BNPP CHINA IG: MID DAY COMMENTS - MORE DIVERGENCE ON DURATION - 3-OCT
China is opening very resilient here - spreads are outperforming again with benchmark bonds 2-3 tighter and we continue to see o/r accounts coming in to buy. Cash price stuff also relatively firm – seeing 2way action in few properties benchmark, flat open to 0.25pt lower so far. HRINTH is ignoring rates move and opening flat, getting lifted at least 5 lines this morning, still very much one way buying from local fund and retails. The only underperformer this morning is casinos - SANLTDs underperforming with bonds 0.5-0.75pt lower, whilst rest of higher beta casinos names .375-.5pt lower - been seeing some overnight selling but it’s all orderly and feels like it’s just dealers’ shorts pushing on broker screens.

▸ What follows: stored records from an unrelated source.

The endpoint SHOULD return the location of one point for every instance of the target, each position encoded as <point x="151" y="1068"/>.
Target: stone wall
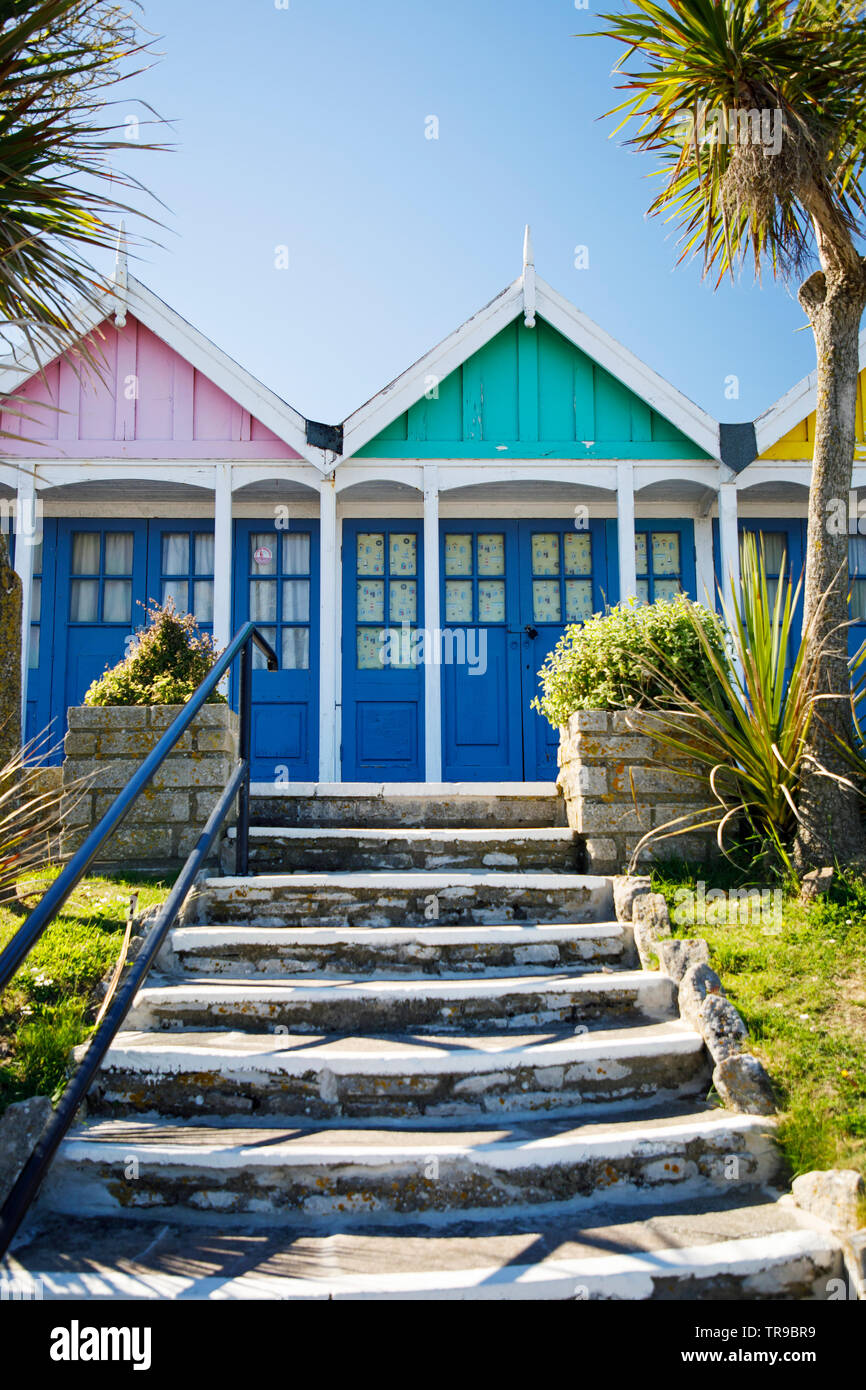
<point x="619" y="781"/>
<point x="106" y="744"/>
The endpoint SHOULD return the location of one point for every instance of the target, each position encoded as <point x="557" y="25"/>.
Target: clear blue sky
<point x="305" y="127"/>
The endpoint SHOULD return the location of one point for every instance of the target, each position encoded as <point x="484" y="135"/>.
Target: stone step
<point x="337" y="848"/>
<point x="433" y="1075"/>
<point x="353" y="1004"/>
<point x="253" y="951"/>
<point x="314" y="1172"/>
<point x="744" y="1248"/>
<point x="407" y="804"/>
<point x="395" y="900"/>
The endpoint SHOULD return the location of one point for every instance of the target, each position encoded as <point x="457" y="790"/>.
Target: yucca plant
<point x="29" y="815"/>
<point x="755" y="111"/>
<point x="748" y="737"/>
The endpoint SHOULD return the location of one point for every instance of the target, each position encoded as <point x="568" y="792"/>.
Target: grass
<point x="799" y="983"/>
<point x="50" y="1004"/>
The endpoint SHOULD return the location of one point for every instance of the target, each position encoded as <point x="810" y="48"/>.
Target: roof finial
<point x="528" y="280"/>
<point x="120" y="277"/>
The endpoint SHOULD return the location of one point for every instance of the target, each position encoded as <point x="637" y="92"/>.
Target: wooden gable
<point x="530" y="392"/>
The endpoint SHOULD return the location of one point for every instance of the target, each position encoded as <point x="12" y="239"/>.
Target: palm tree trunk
<point x="830" y="829"/>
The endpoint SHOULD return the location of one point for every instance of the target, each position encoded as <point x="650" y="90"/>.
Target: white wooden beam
<point x="27" y="535"/>
<point x="223" y="555"/>
<point x="121" y="277"/>
<point x="624" y="512"/>
<point x="433" y="672"/>
<point x="729" y="540"/>
<point x="528" y="280"/>
<point x="705" y="571"/>
<point x="328" y="692"/>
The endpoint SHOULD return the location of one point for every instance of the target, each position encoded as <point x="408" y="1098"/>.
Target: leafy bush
<point x="167" y="660"/>
<point x="630" y="656"/>
<point x="747" y="736"/>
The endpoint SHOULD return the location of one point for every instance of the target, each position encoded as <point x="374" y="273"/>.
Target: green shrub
<point x="167" y="660"/>
<point x="610" y="662"/>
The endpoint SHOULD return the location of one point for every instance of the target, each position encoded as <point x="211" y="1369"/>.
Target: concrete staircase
<point x="413" y="1057"/>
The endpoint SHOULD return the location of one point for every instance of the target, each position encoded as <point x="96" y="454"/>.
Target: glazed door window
<point x="658" y="565"/>
<point x="100" y="584"/>
<point x="186" y="573"/>
<point x="773" y="545"/>
<point x="474" y="577"/>
<point x="280" y="595"/>
<point x="562" y="576"/>
<point x="385" y="599"/>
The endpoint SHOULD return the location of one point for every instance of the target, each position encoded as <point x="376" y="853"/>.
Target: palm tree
<point x="756" y="114"/>
<point x="60" y="193"/>
<point x="60" y="198"/>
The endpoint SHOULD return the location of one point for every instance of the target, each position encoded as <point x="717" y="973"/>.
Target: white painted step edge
<point x="164" y="1052"/>
<point x="203" y="990"/>
<point x="439" y="834"/>
<point x="499" y="1154"/>
<point x="427" y="879"/>
<point x="476" y="934"/>
<point x="395" y="791"/>
<point x="762" y="1260"/>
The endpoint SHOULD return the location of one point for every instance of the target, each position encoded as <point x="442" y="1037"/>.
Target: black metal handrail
<point x="25" y="938"/>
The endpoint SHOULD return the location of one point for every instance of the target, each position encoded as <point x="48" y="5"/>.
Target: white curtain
<point x="175" y="553"/>
<point x="117" y="601"/>
<point x="118" y="552"/>
<point x="205" y="552"/>
<point x="85" y="552"/>
<point x="296" y="553"/>
<point x="295" y="601"/>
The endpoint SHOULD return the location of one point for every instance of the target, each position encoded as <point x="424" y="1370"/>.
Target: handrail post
<point x="242" y="849"/>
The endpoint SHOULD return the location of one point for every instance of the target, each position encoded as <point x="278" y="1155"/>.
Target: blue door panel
<point x="540" y="631"/>
<point x="481" y="679"/>
<point x="382" y="704"/>
<point x="285" y="704"/>
<point x="489" y="729"/>
<point x="38" y="722"/>
<point x="85" y="648"/>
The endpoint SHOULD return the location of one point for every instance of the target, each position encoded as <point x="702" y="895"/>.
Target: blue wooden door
<point x="663" y="559"/>
<point x="382" y="730"/>
<point x="99" y="602"/>
<point x="277" y="587"/>
<point x="481" y="652"/>
<point x="41" y="649"/>
<point x="563" y="574"/>
<point x="509" y="590"/>
<point x="181" y="567"/>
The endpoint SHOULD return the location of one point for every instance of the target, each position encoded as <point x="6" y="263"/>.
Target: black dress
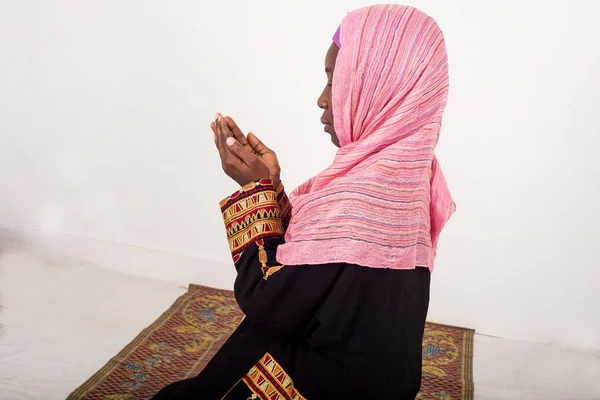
<point x="337" y="331"/>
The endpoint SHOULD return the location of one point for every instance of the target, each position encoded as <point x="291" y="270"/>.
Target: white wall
<point x="105" y="149"/>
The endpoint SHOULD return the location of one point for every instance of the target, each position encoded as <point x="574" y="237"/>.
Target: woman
<point x="335" y="282"/>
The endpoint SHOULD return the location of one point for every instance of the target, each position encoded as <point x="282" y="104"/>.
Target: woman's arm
<point x="278" y="299"/>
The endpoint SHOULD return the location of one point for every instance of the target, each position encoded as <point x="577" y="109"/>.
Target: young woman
<point x="335" y="281"/>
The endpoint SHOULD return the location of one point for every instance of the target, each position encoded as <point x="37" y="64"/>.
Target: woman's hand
<point x="238" y="163"/>
<point x="253" y="145"/>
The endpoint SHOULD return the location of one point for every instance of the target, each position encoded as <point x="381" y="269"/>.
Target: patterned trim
<point x="268" y="381"/>
<point x="284" y="205"/>
<point x="251" y="213"/>
<point x="263" y="258"/>
<point x="468" y="390"/>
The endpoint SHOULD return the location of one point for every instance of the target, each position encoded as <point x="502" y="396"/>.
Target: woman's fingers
<point x="221" y="137"/>
<point x="237" y="132"/>
<point x="257" y="145"/>
<point x="239" y="151"/>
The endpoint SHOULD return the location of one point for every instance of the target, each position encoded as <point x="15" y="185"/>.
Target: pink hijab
<point x="384" y="200"/>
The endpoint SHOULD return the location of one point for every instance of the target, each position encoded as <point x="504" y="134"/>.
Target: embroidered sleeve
<point x="284" y="205"/>
<point x="250" y="214"/>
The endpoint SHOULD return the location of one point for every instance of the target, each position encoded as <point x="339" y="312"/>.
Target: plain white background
<point x="105" y="149"/>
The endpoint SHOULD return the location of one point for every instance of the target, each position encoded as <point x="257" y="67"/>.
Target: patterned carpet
<point x="181" y="342"/>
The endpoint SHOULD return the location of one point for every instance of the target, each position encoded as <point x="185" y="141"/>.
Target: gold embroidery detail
<point x="267" y="379"/>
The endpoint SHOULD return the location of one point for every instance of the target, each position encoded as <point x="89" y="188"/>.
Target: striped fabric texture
<point x="384" y="200"/>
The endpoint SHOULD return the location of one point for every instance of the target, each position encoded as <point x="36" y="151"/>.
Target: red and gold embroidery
<point x="249" y="214"/>
<point x="269" y="381"/>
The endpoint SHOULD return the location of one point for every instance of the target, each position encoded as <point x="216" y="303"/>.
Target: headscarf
<point x="384" y="200"/>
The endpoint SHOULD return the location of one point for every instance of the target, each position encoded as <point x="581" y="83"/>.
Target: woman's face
<point x="324" y="101"/>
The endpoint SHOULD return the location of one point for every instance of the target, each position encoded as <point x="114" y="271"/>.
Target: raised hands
<point x="244" y="158"/>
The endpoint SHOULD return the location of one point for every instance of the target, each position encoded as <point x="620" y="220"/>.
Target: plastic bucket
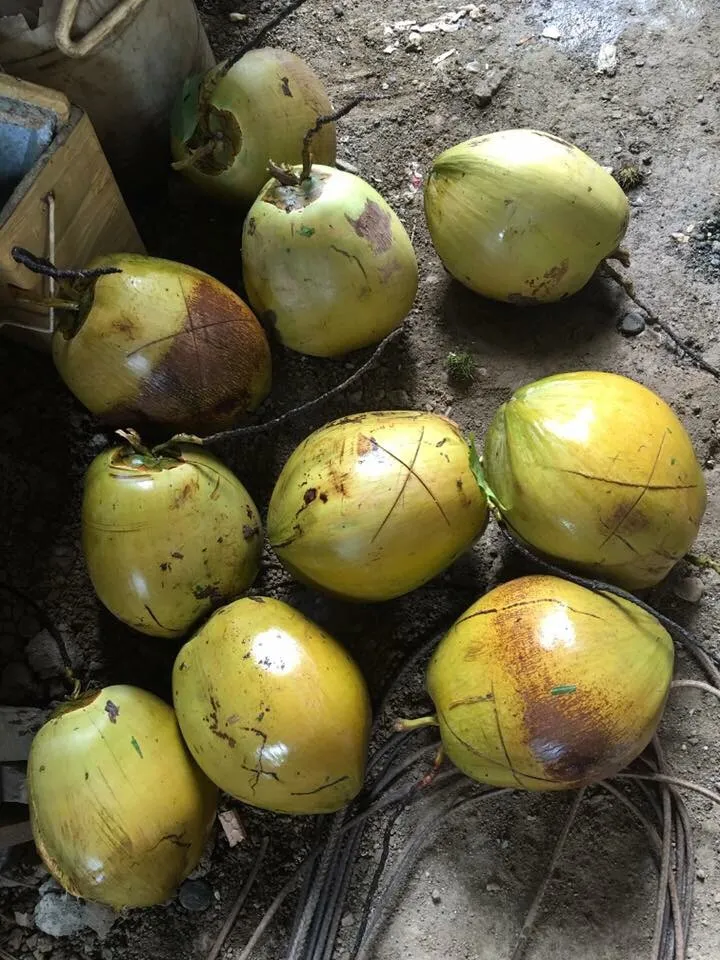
<point x="122" y="61"/>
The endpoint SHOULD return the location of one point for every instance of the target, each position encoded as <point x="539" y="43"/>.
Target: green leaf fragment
<point x="478" y="472"/>
<point x="185" y="112"/>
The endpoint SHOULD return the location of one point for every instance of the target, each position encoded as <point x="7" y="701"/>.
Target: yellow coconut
<point x="523" y="216"/>
<point x="120" y="812"/>
<point x="328" y="262"/>
<point x="544" y="685"/>
<point x="161" y="342"/>
<point x="273" y="709"/>
<point x="596" y="471"/>
<point x="371" y="506"/>
<point x="227" y="125"/>
<point x="167" y="535"/>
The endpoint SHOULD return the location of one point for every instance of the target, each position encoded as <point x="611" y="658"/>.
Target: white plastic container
<point x="122" y="61"/>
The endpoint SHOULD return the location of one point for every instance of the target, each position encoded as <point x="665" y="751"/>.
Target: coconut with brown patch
<point x="120" y="812"/>
<point x="596" y="471"/>
<point x="228" y="124"/>
<point x="329" y="259"/>
<point x="545" y="685"/>
<point x="273" y="708"/>
<point x="372" y="506"/>
<point x="164" y="343"/>
<point x="167" y="535"/>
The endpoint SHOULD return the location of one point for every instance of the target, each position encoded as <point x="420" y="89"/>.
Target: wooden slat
<point x="18" y="726"/>
<point x="90" y="216"/>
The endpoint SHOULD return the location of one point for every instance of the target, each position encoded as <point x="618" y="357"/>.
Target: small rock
<point x="607" y="60"/>
<point x="44" y="657"/>
<point x="690" y="589"/>
<point x="195" y="895"/>
<point x="632" y="323"/>
<point x="49" y="886"/>
<point x="489" y="85"/>
<point x="60" y="915"/>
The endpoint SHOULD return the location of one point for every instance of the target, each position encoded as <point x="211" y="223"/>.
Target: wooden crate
<point x="90" y="216"/>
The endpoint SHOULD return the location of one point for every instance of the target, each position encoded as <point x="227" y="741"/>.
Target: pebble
<point x="16" y="684"/>
<point x="60" y="915"/>
<point x="195" y="895"/>
<point x="632" y="323"/>
<point x="690" y="589"/>
<point x="488" y="86"/>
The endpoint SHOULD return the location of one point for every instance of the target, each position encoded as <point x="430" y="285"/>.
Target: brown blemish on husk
<point x="374" y="225"/>
<point x="125" y="325"/>
<point x="216" y="369"/>
<point x="571" y="739"/>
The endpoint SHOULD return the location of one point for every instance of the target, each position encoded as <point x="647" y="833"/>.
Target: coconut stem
<point x="629" y="289"/>
<point x="192" y="159"/>
<point x="331" y="118"/>
<point x="29" y="299"/>
<point x="403" y="726"/>
<point x="532" y="914"/>
<point x="697" y="685"/>
<point x="47" y="269"/>
<point x="283" y="176"/>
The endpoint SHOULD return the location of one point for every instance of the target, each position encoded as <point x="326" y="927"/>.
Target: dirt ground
<point x="475" y="878"/>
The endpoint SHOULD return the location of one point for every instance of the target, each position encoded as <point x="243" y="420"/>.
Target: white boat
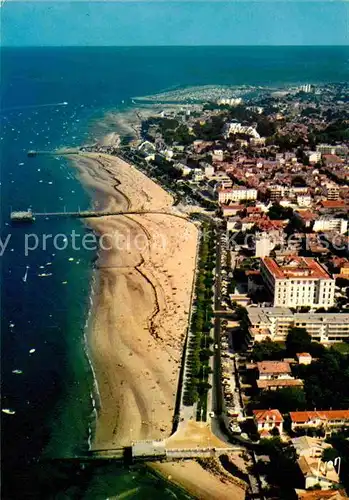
<point x="8" y="411"/>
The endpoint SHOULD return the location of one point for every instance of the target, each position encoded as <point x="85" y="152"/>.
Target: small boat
<point x="25" y="275"/>
<point x="8" y="411"/>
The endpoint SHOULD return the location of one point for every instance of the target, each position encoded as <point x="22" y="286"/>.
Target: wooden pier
<point x="22" y="216"/>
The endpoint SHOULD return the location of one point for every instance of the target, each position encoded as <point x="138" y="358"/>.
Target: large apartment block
<point x="328" y="419"/>
<point x="298" y="281"/>
<point x="237" y="193"/>
<point x="275" y="323"/>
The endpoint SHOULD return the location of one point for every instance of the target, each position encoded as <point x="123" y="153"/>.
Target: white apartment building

It really seems we have yet to find the clearing levels for rates - we are now like 40 bps higher in USTs vs just 2 weeks ago - so far risks are very resilient though with spreads and equities pretty much still range bound, even the benchmark TLT ETF after losing 13% this year is still seeing money kept pouring in (net inflow at $16bn this year), views on duration are still very much evenly divided. This also applies to China IG space where we continued to see local accounts adding vs US/Europe accounts selling. This probably has got less to do with duration views and it’s more of a function of lack of duration to buy within China/Asia (most oil names are now trading at low 100s) and with tech names wrapped ard 200 it does stand out to be the cheapest part within the China IG world - also helps if one has a long duration view.
Property been fairly quiet but being marked a tad lower, we trading 2way on SHUION this morning and seeing small selling on VNKRLE/DALWAN but that’s pretty much it , NWDEVL another 1-2points higher after +3-4 points last Friday. Market taking it quite positively on the 24s refi comments plus the potential buyback. NANFUN seems to be very bid on as well in street since 1-2 weeks ago. Other rated HK properties names have also gotten a lot more active 2way as opposed to one way selling 2-3 weeks ago.
Beijing clients demonstrate stronger confidence in China's economic growth and a greater belief in addressing existing debt through incremental measures. Foreign clients tend to be more cautious when it comes to the transmission of private real estate debt to the AMC sector and urban investment sector. Even if they are not completely absent, they mostly adopt short-duration strategies, primarily investing in bonds with a maturity of less than one year. Xiao Wang specifically inquired with several bank headquarters and major securities firms and received consistent feedback that, apart from some locally overheated regional urban investments, the issue of bonds with a maturity of less than three years is generally manageable. The reason for the three-year limit is not that bonds with a maturity exceeding three years are not viable, but rather that domestic credit rating teams primarily track domestic bonds. Since domestic credit bonds are mostly limited to a three-year maturity, the same limit applies to foreign bond investments. As an apprenticeship of less than two and a half years at a state-owned investment company, I am aware that I lack the ability to provide a detailed analysis of the specific logic behind the decision-making process of domestic investors. However, from a more intuitive perspective, if you pass by China Huarong on Financial Street every day and witness the constant flow of people, it is difficult not to attribute the creditworthiness of these individual central and state-owned enterprises to a more macro analysis of the country's economic development. Deng Xiaoping once said, and it is also a part of my belief in this country, 'China's key to solving all problems lies in its own development.' I believe this is also applicable when analyzing the AMC and urban investment sectors. As other sectors of dollar bond trading become increasingly crowded, these two sectors are gaining more favor from domestic investors. Currently, domestic clients still prefer the short end, but my understanding is that this judgment is based on a comprehensive consideration of the trend of US Treasury yields. From this logical perspective, once US Treasury yields stabilize, the AMC belly position and urban investments with a duration of around three years may be the next buying direction for domestic investors. At this point, if you are researching where the fair value lies, it means you need to revisit the paragraph above.